Fahndungstips vom Sozialamt für die Polizei

■ Wie einer im Sozialamt Kreuzberg verhaftet wurde, obwohl schon kein Haftbefehl mehr gegen ihn bestand, und woher die Polizei wußte, wo er zu finden ist / Über die Zusammenarbeit zwischen der Fahndungsabteilung der Polizei und dem Sozialamt Kreuzberg

Als KlausK. vor mehr als einem Jahr, am 5. Januar 1988, in der Eingangshalle des Rathauses Kreuzberg festgenommen wurde, war ihm schleierhaft, woher die Beamten seien Aufenthaltsort kannten. Daß es einen direkten Draht zwischen der Fürsorgekartei des Sozialamtes und der Fahndungsstelle der Polizei in der Heerstraße gibt, war bis dahin nicht bekannt. Der Datenschutzbeauftragte hat inzwischen eindeutig erklärt, daß das Sozialamt, als es der Polizei den Aufenthaltsort des KlausK. genannt hatte, rechtswidrig gehandelt hat. Und der Staatsanwalt ermittelt gegen (noch) unbekannte Mitarbeiter des Kreuzberger Sozialamtes wegen illegaler Datenweitergabe. Allerdings stößt er dabei sowohl im Sozialamt als auch bei der Polizei auf Granit.

Was war passiert: KlausK., gegen den vermeintlich ein Haftbefehl der Staatsanwaltschaft Braunschweig vorlag, wurde am 5.Januar 1988 nachmittags um halb drei im Sozialamt verhaftet, als er sich seine Stütze abholen wollte. Daß er zu diesem Zeitpunkt dort hinkommen würde, wußten nur die Mitarbeiter des Sozialamtes, die ihm für diesen Termin einen Auszahlschein ausgestellt hatten. Sie gaben der Polizei den Tip: Holt ihn euch bei uns ab. Daß der Haftbefehl zu diesem Zeitpunkt schon nicht mehr gültig war, ist Kapitel zwei der Geschichte.

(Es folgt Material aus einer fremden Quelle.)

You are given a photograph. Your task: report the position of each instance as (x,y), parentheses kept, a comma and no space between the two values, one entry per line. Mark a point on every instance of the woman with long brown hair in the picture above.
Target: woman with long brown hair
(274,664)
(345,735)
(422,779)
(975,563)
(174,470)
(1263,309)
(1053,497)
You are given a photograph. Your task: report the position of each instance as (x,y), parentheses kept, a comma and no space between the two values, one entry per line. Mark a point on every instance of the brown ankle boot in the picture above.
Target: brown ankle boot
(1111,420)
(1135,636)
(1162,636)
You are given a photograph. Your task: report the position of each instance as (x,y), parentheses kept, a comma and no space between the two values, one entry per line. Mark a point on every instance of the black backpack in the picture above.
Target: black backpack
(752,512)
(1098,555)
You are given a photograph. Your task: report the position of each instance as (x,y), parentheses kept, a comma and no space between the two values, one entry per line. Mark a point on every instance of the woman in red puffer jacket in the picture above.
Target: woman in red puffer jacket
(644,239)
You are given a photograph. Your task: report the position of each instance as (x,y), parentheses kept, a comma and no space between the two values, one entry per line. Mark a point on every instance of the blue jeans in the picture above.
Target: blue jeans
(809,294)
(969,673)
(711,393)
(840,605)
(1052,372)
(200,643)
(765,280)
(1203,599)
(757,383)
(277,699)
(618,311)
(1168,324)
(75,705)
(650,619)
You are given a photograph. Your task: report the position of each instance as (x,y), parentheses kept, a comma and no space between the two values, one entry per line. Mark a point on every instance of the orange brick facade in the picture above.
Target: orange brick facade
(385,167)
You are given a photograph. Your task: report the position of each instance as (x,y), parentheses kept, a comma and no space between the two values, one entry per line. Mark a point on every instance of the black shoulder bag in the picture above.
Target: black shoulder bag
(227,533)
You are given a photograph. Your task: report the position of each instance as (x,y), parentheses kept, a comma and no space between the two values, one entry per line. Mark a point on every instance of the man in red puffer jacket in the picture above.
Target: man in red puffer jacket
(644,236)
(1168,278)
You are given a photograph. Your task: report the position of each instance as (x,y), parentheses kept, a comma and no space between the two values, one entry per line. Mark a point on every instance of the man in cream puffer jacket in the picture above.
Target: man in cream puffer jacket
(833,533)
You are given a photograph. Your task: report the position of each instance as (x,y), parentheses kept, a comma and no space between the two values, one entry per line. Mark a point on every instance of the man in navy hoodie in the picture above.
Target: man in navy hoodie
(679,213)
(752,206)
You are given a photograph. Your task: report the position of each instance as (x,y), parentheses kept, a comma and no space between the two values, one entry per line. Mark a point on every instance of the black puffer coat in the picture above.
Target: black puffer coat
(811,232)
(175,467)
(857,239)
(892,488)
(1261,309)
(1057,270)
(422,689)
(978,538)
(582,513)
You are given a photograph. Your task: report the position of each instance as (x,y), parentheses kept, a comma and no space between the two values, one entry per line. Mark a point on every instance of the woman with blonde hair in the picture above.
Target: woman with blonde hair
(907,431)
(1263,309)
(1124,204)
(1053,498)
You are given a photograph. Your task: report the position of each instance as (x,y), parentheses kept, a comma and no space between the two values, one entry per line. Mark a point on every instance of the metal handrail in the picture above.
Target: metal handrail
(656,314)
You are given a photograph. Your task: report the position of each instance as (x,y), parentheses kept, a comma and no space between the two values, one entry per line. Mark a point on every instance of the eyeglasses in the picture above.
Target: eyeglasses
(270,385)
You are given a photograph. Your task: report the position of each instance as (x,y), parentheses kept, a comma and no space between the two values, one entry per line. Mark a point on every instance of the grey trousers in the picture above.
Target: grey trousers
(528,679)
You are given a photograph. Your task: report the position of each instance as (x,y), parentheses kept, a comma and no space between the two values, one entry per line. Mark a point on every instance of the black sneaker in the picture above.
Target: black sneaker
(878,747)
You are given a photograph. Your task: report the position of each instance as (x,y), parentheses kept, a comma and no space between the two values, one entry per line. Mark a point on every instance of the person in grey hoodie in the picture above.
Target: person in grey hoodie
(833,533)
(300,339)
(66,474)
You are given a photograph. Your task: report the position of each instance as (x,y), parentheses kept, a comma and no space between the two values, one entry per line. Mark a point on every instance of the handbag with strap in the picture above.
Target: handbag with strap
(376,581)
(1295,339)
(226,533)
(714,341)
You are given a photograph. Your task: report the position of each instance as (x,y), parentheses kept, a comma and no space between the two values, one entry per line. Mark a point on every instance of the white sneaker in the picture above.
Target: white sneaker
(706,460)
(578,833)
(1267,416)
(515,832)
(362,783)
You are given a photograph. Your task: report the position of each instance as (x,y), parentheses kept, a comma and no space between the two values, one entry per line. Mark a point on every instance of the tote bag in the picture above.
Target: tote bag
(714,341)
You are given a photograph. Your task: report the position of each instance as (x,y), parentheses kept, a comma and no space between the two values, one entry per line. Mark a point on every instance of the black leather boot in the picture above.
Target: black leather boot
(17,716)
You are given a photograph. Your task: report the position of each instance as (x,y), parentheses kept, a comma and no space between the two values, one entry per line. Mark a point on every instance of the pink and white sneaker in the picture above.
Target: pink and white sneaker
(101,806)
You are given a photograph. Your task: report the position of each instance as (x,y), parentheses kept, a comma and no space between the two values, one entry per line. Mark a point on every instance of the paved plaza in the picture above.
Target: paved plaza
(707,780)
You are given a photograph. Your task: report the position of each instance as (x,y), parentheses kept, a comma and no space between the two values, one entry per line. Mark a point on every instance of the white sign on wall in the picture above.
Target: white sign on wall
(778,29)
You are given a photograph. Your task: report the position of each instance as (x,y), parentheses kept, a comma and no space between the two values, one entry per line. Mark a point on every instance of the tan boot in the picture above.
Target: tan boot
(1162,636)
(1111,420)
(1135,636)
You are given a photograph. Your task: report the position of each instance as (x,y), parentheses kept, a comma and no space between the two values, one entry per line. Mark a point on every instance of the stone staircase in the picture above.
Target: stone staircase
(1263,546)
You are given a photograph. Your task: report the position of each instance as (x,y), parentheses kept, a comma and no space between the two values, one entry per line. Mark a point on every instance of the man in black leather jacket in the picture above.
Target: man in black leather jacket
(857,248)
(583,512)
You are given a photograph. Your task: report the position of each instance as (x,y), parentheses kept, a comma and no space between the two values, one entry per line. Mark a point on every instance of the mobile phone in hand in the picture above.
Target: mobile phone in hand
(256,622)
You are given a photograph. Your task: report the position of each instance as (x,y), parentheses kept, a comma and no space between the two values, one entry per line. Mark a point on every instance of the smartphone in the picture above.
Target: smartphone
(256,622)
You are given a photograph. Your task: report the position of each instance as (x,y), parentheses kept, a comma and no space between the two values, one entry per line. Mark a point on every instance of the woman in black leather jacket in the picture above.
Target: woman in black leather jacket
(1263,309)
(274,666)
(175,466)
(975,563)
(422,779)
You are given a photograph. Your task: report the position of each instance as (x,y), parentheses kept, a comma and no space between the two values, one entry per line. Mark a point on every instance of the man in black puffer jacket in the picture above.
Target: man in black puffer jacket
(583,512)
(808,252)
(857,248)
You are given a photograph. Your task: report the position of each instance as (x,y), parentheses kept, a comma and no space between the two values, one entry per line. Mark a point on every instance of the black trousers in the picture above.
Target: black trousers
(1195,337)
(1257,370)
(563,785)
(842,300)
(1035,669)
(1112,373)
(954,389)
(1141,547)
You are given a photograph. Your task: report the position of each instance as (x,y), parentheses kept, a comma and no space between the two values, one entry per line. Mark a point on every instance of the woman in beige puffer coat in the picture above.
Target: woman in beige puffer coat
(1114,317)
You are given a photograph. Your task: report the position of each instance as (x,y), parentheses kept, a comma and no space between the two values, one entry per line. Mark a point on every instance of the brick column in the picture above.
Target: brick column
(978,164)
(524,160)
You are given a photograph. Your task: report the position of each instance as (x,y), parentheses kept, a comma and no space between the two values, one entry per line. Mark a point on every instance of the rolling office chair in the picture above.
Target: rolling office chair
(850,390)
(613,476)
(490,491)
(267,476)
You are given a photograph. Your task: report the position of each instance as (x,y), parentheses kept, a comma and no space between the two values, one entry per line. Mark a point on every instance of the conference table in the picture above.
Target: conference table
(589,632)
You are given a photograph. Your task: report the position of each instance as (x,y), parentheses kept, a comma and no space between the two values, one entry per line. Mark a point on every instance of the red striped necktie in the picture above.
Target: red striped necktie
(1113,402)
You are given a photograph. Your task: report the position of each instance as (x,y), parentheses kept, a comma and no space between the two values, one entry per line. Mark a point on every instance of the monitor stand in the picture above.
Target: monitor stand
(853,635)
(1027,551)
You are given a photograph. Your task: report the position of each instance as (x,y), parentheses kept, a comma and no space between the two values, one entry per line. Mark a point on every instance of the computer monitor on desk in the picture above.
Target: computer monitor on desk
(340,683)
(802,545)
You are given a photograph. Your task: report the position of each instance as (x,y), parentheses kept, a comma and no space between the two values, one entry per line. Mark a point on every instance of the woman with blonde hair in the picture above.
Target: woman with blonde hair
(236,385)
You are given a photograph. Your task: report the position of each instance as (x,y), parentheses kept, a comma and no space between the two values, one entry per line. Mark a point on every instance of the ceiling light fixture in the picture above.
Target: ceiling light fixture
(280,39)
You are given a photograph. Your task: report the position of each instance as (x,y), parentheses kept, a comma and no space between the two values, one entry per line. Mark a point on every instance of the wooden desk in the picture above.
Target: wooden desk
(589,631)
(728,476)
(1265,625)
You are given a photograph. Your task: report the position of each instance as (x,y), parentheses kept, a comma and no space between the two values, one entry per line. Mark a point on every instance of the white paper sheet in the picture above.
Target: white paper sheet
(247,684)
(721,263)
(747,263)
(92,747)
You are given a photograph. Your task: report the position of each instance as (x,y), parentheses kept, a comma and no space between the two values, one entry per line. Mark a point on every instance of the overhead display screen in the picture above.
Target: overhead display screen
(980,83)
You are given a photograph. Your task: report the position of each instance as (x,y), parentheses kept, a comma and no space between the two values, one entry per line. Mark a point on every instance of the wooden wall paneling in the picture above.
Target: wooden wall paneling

KlausK. stellte daraufhin Strafanzeige gegen die Mitarbeiter des Sozialamtes, weil diese gegen den Sozialdatenschutz verstoßen und seinen augenblicklichen Aufenthaltsort an die Polizei weitergegeben haben. Denn, und da hat er Schützenhilfe vom Datenschutzbeauftragten bekommen, das Sozialamt muß zwar, wenn ein richterliches Auskunftsersuchen vorliegt, die Meldeadresse oder den ständigen Aufenthalt eines Gesuchten mitteilen. Die Sozialamtsmitarbeiter dürfen aber nicht Hilfssheriff spielen und der Polizei Fahndungstips über den augenblicklichen Aufenthaltsort geben. So steht es auch in einer Empfehlung, die Sozialsenator Fink schon 1984 an die Bezirkssozialämter herausgegeben hat.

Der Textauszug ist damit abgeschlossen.